China and the U.S. lead the Daya Bay Reactor Neutrino Experiment, which also includes participants from Russia, the Czech Republic, Hong Kong, and Taiwan and the event marks the first step in the international effort to measure a puzzling property of neutrinos and antineutrinos that may underlie basic properties of matter and why matter predominates over antimatter in the universe.
Theories state that equal portions of matter and antimatter were created during the Big Bang but we know today matter prevails. "Right now there is not a good understanding of what causes the matter-antimatter imbalance in the universe," says Karsten Heeger, a University of Wisconsin-Madison physics professor and one of the scientists in the experiment. "We live in a world of matter and don't know where all the antimatter went."
Using antineutrinos as a probe, the Daya Bay experiment seeks to understand how the difference came about by measuring with unprecedented precision a crucial type of transformation called neutrino mixing. Neutrinos come in three types or "flavors" – electron, muon, and tau – that can morph or oscillate from one form to another as they travel through space and matter. Two of the oscillations have been studied but one transformation of electron neutrinos (called θ13 or theta one-three) has not been measured.
Because they are tiny and uncharged, neutrinos and antineutrinos can pass through even huge amounts of matter such as the planet Earth with no interactions, a property that makes them very difficult to detect and study. The large size and sensitivity of the detectors and power of the reactors at Daya Bay will provide the best opportunity to date to collect enough antineutrinos to precisely measure the last unknown neutrino mixing angle.

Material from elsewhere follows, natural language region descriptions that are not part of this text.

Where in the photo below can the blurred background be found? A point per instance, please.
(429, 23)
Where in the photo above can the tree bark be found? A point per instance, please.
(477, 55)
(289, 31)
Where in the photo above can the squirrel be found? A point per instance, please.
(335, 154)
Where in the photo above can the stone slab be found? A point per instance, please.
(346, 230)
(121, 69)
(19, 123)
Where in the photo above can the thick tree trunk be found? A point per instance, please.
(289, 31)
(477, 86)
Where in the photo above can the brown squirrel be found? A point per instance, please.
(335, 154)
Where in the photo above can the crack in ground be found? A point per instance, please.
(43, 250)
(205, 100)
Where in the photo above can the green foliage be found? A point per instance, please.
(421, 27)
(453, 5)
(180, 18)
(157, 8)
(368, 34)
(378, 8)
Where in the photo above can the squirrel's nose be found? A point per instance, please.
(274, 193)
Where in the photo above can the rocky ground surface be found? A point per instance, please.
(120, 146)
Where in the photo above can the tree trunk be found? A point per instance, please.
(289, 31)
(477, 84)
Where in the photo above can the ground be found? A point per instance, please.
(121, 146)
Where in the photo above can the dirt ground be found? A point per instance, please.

"The results will be a major contribution to understanding the role of neutrinos in the evolution of basic kinds of matter in the earliest moments after the Big Bang, and why there is more matter than antimatter in the universe today," says co-spokesperson Kam-Biu Luk of the U.S Department of Energy's Lawrence Berkeley National Laboratory and the University of California at Berkeley.
The massive antineutrino detectors are positioned underground and submerged in pools of ultrapure water to shield them from cosmic rays, natural sources of radiation, and other background signals. When completed, the experiment will consist of eight 125-ton antineutrino detectors, two each in two experimental halls near the Daya Bay and Ling Ao nuclear power reactors and four in a far hall about two kilometers away.
"By having these different locations, we can see the neutrinos at different distances from the reactors and how they change as they travel through space," says UW-Madison's Heeger, who is the U.S. manager for the antineutrino detectors.
Heeger has worked on the experiment for the past eight years and since 2006 his group in the physics department has been responsible for much of the design and development of the antineutrino detectors. Together with engineers from the UW-Madison Physical Sciences Laboratory (PSL), they developed the acrylic target vessels in the interior of each detector, developed precise calibration of the target liquids, modeled the integration of all detector components, and are providing oversight of the assembly and installation process currently underway in China.
The next two detectors are now being assembled in the second experimental hall and are expected to come on line early this fall. The remaining four detectors will be completed next year.